Kristian ignore pourquoi il a gardé ce petit bout de verre, mais maintenant, il est soulagé de l'avoir fait. L'étrange avait attiré son attention un matin la semaine précédente, lorsqu'il se promenait sur la rive du lac près de chez lui. Les reflets arc-en-ciel qu'il projetait avaient capté son regard et Kristian s'était dit qu'il pourrait l'ajouter à sa collection de curiosités.

L'effet est instantané.

La morsure du verre sur sa peau traverse son corps, repoussant toute l'anxiété et surtout, exorcisant la peur. Sa respiration s'apaise et il ouvre à nouveau les yeux alors que le sang perle sur son poignet en gouttelettes rassurantes.

La vivacité de la coupure ancre son esprit et Kristian perçoit une surface plane à quelques dizaines de centimètres de lui.

Rassuré, il tend le bras et dessine, à l'aide d'un peu d'énergie magique, une rune de lumière.

La rune n'éclaire pas très loin, mais après tout ce temps passé dans les ténèbres, il lui semble que cette lumière lui brûle carrément les yeux.
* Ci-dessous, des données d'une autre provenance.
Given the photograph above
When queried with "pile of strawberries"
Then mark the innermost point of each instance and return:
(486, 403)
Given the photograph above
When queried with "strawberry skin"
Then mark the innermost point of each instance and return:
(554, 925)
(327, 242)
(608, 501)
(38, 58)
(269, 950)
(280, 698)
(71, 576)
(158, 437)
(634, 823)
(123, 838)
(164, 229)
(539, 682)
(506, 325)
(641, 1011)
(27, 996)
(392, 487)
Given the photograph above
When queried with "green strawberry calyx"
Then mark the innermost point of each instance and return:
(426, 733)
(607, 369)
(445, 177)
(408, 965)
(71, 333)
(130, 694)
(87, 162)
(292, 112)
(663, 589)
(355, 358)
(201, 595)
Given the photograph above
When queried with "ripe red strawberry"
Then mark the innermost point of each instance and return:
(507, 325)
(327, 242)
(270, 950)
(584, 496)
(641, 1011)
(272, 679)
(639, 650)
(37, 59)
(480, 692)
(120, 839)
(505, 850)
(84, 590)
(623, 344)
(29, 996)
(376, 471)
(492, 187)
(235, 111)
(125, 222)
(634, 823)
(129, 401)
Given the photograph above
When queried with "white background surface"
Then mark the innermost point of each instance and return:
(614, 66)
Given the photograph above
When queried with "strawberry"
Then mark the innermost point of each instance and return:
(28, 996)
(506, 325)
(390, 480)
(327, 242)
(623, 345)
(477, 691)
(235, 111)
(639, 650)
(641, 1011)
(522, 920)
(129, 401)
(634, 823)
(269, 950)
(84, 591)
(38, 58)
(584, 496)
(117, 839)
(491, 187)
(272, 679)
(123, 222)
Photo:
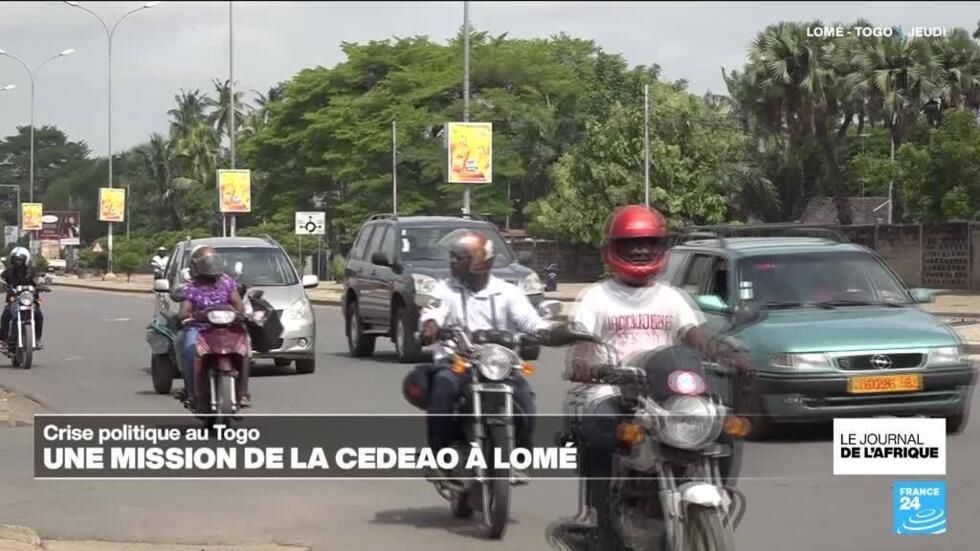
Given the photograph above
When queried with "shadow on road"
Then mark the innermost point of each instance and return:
(439, 518)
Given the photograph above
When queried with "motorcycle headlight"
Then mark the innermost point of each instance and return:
(947, 355)
(692, 423)
(424, 284)
(802, 362)
(531, 285)
(301, 310)
(496, 362)
(221, 317)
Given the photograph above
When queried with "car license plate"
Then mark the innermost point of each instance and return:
(888, 383)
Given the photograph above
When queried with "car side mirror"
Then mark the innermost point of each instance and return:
(423, 301)
(746, 312)
(922, 296)
(310, 281)
(712, 303)
(379, 258)
(549, 309)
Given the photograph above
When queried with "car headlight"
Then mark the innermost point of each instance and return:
(300, 310)
(947, 355)
(531, 285)
(692, 423)
(221, 317)
(496, 362)
(802, 362)
(424, 284)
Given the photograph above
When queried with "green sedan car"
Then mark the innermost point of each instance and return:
(839, 333)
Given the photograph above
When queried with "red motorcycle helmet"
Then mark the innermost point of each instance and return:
(635, 246)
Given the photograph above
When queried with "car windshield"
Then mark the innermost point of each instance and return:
(833, 279)
(260, 266)
(422, 243)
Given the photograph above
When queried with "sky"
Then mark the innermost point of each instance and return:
(175, 45)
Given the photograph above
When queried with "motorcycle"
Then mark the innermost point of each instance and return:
(665, 489)
(22, 339)
(488, 360)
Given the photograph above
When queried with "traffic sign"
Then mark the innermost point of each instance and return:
(311, 223)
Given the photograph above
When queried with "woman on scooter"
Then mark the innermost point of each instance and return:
(209, 286)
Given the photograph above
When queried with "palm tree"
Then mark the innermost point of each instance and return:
(218, 117)
(189, 113)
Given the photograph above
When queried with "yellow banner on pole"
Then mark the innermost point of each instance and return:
(32, 215)
(235, 190)
(470, 150)
(112, 204)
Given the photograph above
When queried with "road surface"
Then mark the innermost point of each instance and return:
(96, 361)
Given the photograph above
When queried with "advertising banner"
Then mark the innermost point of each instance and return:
(112, 204)
(61, 227)
(31, 215)
(235, 191)
(470, 152)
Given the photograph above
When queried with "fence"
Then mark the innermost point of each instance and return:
(938, 256)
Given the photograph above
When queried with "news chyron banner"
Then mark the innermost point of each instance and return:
(32, 216)
(61, 227)
(276, 447)
(112, 204)
(235, 191)
(469, 152)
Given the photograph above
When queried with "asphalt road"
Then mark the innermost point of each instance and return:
(96, 361)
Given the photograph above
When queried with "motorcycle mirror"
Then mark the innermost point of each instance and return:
(424, 301)
(549, 309)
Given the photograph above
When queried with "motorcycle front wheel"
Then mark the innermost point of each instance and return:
(705, 531)
(499, 512)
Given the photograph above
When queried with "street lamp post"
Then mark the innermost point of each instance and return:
(32, 75)
(110, 33)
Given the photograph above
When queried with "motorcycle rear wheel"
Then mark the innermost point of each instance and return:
(705, 531)
(498, 515)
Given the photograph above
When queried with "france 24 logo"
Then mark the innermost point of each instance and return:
(919, 507)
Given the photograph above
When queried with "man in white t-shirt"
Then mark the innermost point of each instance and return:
(475, 300)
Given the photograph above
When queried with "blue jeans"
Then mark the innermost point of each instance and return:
(188, 352)
(445, 390)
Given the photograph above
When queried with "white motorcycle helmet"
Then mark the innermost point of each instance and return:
(20, 252)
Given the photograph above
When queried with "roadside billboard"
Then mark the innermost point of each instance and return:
(469, 152)
(235, 191)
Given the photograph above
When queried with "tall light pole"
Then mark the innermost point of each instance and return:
(110, 33)
(33, 76)
(466, 88)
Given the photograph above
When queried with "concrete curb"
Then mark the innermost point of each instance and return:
(19, 534)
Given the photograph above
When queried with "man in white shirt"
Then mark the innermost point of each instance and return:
(476, 300)
(634, 313)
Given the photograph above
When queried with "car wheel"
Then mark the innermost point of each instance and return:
(306, 366)
(408, 347)
(358, 343)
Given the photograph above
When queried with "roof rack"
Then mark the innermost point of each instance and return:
(692, 234)
(774, 230)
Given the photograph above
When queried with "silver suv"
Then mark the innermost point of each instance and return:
(264, 265)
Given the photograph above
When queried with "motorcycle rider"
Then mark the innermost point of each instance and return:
(633, 312)
(476, 300)
(19, 273)
(209, 286)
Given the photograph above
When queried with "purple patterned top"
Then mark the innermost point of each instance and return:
(204, 296)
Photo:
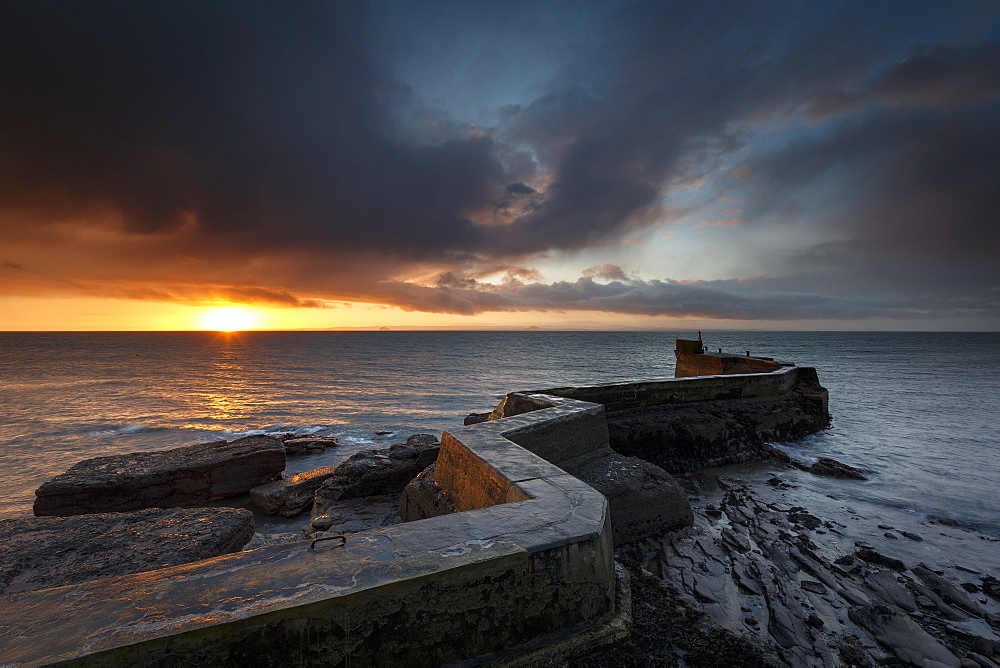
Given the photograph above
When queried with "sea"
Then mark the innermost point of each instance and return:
(916, 411)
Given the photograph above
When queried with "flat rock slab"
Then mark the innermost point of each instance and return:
(42, 552)
(344, 517)
(191, 475)
(290, 496)
(644, 499)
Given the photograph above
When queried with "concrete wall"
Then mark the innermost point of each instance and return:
(685, 424)
(694, 360)
(686, 390)
(530, 560)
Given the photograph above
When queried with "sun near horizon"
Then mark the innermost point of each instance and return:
(228, 318)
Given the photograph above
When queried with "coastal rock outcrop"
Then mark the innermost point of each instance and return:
(304, 445)
(827, 466)
(423, 498)
(376, 472)
(41, 552)
(292, 495)
(777, 574)
(187, 476)
(644, 499)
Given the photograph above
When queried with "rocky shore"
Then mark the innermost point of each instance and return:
(763, 575)
(760, 580)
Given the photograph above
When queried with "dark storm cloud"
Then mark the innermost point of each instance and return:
(939, 76)
(923, 191)
(728, 300)
(262, 121)
(269, 128)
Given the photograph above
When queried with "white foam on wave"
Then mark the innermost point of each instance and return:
(122, 430)
(274, 430)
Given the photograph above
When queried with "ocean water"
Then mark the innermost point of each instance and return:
(916, 410)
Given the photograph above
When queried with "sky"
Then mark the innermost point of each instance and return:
(597, 165)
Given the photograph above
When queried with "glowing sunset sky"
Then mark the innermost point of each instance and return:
(480, 164)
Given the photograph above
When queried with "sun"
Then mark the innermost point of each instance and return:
(228, 319)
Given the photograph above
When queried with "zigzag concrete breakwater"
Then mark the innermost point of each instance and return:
(524, 573)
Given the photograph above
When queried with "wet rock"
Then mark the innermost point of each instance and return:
(981, 661)
(991, 587)
(827, 466)
(879, 559)
(948, 592)
(422, 498)
(901, 636)
(290, 496)
(186, 476)
(41, 552)
(308, 445)
(982, 646)
(476, 418)
(804, 519)
(375, 472)
(351, 516)
(265, 539)
(643, 498)
(814, 587)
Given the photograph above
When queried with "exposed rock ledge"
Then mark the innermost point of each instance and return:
(779, 584)
(191, 475)
(40, 552)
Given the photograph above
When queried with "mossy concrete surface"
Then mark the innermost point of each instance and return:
(443, 590)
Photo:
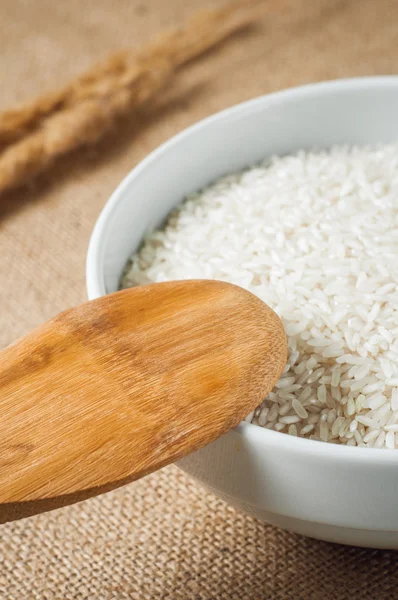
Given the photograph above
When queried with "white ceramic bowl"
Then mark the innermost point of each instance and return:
(336, 493)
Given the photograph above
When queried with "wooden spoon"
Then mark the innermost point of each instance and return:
(116, 388)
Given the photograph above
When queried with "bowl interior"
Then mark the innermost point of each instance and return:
(356, 111)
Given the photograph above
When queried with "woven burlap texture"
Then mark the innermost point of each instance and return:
(163, 537)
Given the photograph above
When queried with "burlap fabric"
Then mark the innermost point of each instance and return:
(163, 537)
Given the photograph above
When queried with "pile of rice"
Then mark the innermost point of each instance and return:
(315, 236)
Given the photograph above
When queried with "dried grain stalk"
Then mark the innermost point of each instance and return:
(36, 134)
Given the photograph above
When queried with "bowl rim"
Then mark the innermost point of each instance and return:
(95, 284)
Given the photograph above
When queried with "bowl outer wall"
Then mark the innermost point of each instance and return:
(296, 478)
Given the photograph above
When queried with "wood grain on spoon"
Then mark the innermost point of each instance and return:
(116, 388)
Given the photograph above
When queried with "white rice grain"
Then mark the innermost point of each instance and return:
(314, 235)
Détournant le regard, il perçoit d'immenses bibliothèques faites d'un matériaux sombre.

Incertain sur la marche à suivre dans cet endroit, Kristian avance lentement, posant de nouvelles runes lumineuses au fur et à mesure de sa progression. Un épais tapis poussiéreux étouffe l'écho de ses pas tandis qu'il progresse de manière de plus en plus assurée, examinant des tablettes de pierres gravées de symboles qui lui sont inconnus, des rouleaux de papyrus si anciens qu'il ose à peine respirer en leur présence de peur qu'ils ne tombent en poussière, des quipus incas et encore d'autres méthodes d'archivages utilisées par les humains depuis la nuit des temps sont entreposés dans cet endroit.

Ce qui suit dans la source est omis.